C’è anche Bonalumi tra gli highlights di KARL & FABER, Nero, una tipica tela estroflessa degli anni ’60, in cui «la dimensione cromatica monocroma dialoga con l’energia del movimento generato dalla forma circolare sagomata» (stima: € 90.000/120.000). A proposito di nomi nostrani, si unisce alla lista anche Dadamaino con un’opera della serie Volumi (stima € 25.000/30.000), Rodolfo Aricò, con un Senza titolo monocromo, bianco (stima € 20.000/25.000), e così un’astrazione di Giorgio Griffa, con la tela Orizzontale del 1972 e il suo inconfondibile alfabeto segnico (stima: € 20.000/25.000).

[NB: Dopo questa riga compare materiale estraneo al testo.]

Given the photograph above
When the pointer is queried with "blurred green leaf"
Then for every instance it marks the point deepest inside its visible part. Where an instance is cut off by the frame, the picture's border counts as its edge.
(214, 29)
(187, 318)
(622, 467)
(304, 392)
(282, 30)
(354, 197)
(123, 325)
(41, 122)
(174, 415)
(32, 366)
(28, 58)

Al di fuori dai “confini” italiani, troviamo l’astrazione tra i topic della maison centenaria, dalla tempera Pointillé di Wassily Kandinsky (stima: € 280.000/350.000) a Rouge monochrome di Serge Poliakoff (stima: € 120.000/160.000). Ma anche l’arte figurativa, in primissima linea la figurazione distorta Ein Werktätiger di Georg Baselitz (stima: € 500.000/600.000), il dipinto Victor Ritter von Bauer (Herr Bauer) di Oskar Kokoschka (stima: € 300.000/400.000) e il disegno di Egon Schiele Coppia seduta (Schiele con la moglie), «uno dei suoi soggetti più importanti» (stima: € 200.000/300.000). E menzioniamo ancora Untitled di Philip Guston – che intanto è in scena alla Tate Modern di Londra, ultima tappa del suo tour itinerante per il globo. «Appartenuta alla fotografa Renate Ponsold-Motherwell per oltre cinquant’anni», rivelano da KARL & FABER, «viene offerta per la prima volta sul mercato internazionale dell’arte». Stima: € 100.000/200.000. Last chance to bid, appuntamento in Baviera.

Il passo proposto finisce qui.